Ghana is not a bystander to this crisis. It is inside it. WaterAid’s 2025 figures show that 98% of health centre births in Ghana took place without basic sanitation. 1 in 3 births occurred without any basic water service. 43% of facilities lacked handwashing access, 59% had no environmental cleaning, and 69% lacked safe waste management. These are not figures from a country yet to make commitments on maternal health. Ghana has signed them. These are figures from a country that has not yet made those commitments real for the women who need them most.

For Alahire, this gap is not policy language. It is what she lives every time she walks through a health facility gate.

“There is always a bathroom issue after women deliver and we have to go behind the facility to urinate. I would like them to provide a bath and toilet for us. It is really not nice to go out into the open where people will see you.

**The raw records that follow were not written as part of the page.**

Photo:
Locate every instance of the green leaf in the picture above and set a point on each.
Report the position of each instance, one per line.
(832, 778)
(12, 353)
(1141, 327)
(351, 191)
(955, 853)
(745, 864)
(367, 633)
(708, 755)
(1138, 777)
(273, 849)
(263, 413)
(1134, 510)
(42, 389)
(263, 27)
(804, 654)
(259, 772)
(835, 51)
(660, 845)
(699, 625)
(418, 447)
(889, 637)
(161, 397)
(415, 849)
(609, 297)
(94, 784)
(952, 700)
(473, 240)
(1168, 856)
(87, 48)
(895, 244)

Changes should be made so we do not struggle in this way.”

Francesca, speaking from Accra, knows the same truth from a different vantage point.

“There 100% needs to be clean water at the hospital because bringing new life into the world without clean water, you do not know what diseases they may pick up when they are born. Clean water, good hygiene from both hospital staff and cleaners, people who regularly clean the maternity wards, and teaching mothers the importance of personal hygiene are all very important. Health care facilities definitely need to have good hygiene and sanitation.”

Ewurabena Yanyi-Akofur, Country Director of WaterAid Ghana, said the data closes the door on any argument that this is too costly or complex to solve.

“Ghana is failing its mothers at the very moment they need the health system most. The solution is known, affordable, and achievable. Investing in clean water and sanitation in every healthcare facility could cut maternal deaths by at least half, for less than $1 per person. The time to act is now.”

Globally, universal WASH in healthcare facilities could prevent 10 million cases of maternal sepsis and 8,580 deaths every year, at a cost far lower than treating sepsis once it takes hold. With global aid cuts already stalling progress, governments have a closing window to make measurable commitments ahead of the UN Water Conference in December.

What a woman packs when she goes to give birth should reflect her hopes for her child, not the failures of the facility she is about to enter. In Ghana, and across the world, too many women are still packing for a system that is not ready for them. That must change.